O Tribunal do Júri da Comarca de Alegrete condenou um homem, de 29 anos, a 46 anos de reclusão por duas tentativas de homicídio triplamente qualificado contra policiais militares no exercício de sua função e posse ilegal de arma de fogo com a numeração raspada. O regime inicial de cumprimento da pena é o fechado. O julgamento foi presidido pelo Juiz de Direito Rafael Echevarria Borba, titular da Vara Criminal da Comarca.

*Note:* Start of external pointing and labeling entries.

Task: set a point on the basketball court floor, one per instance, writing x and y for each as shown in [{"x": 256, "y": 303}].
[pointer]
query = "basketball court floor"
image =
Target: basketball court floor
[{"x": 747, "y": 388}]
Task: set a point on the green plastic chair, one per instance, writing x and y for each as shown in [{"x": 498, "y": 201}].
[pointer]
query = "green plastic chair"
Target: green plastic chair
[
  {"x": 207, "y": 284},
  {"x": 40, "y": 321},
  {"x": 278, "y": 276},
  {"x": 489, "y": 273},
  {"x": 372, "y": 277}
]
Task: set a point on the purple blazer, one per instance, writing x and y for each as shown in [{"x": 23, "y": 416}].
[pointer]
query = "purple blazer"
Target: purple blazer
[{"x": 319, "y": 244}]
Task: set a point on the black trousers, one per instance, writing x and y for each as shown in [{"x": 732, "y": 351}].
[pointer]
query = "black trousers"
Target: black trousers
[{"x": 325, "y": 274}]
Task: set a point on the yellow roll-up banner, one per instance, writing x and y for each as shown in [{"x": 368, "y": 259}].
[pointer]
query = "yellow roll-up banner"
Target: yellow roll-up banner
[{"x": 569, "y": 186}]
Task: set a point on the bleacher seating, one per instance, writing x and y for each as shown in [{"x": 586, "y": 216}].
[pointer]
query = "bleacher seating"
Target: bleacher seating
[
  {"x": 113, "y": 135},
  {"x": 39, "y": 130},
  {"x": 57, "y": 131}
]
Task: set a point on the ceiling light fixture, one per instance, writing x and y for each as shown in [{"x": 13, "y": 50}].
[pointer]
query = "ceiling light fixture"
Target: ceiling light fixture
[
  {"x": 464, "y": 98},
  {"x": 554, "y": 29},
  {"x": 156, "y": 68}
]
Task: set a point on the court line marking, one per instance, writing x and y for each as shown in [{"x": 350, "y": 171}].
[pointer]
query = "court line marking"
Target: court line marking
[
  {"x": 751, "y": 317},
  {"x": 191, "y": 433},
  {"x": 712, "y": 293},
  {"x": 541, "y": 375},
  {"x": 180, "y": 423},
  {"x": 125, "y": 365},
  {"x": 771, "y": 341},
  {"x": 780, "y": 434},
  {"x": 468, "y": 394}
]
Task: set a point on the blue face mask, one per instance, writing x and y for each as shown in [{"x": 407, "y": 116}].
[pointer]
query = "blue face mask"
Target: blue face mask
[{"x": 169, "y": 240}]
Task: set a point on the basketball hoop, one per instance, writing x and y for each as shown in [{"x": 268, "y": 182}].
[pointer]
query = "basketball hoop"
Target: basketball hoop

O crime ocorreu em janeiro de 2024, no bairro Ibirapuitã, quando o réu, em via pública, efetuou diversos disparos de arma de fogo contra agentes de segurança pública, atingindo um dos policiais com um tiro de raspão na cabeça e outro na coxa, o qual precisou ficar sete meses afastado do serviço. Segundo a denúncia, o crime aconteceu quando a guarnição da Brigada Militar que estava realizando patrulhamento tentou abordar o réu que estava acompanhado da namorada, a qual também realizou disparos de arma de fogo e, por ter ficado foragida, será julgada em outra sessão plenária.
Julgamento
A culpabilidade do réu foi considerada como acentuada, pois após um dos policiais cair no chão ao ser atingido pelos disparos, o réu se dirigiu em direção da vítima para realizar novos disparos e consumar o crime, mesmo depois de ser atingido e cair ao chão, quando sentou e realizou novos disparos, apenas cessando a intenção de matar após ser novamente atingido pelo policial militar ferido.
No cálculo da pena foram reconhecido os maus antecedentes e a reincidência específica, pois o réu tem condenações transitadas em julgado tanto por crime de tentativa de homicídio qualificado como por porte ilegal de arma de fogo, sendo ressaltado o dolo intenso nas tentativas de homicídio.
O regime inicial de cumprimento da pena fixado foi o fechado, sendo que, por o réu ser reincidente na prática de crime hediondo, a progressão para regime menos gravoso somente poderá ocorrer quando tiver cumprido ao menos 60% (sessenta por cento) da pena.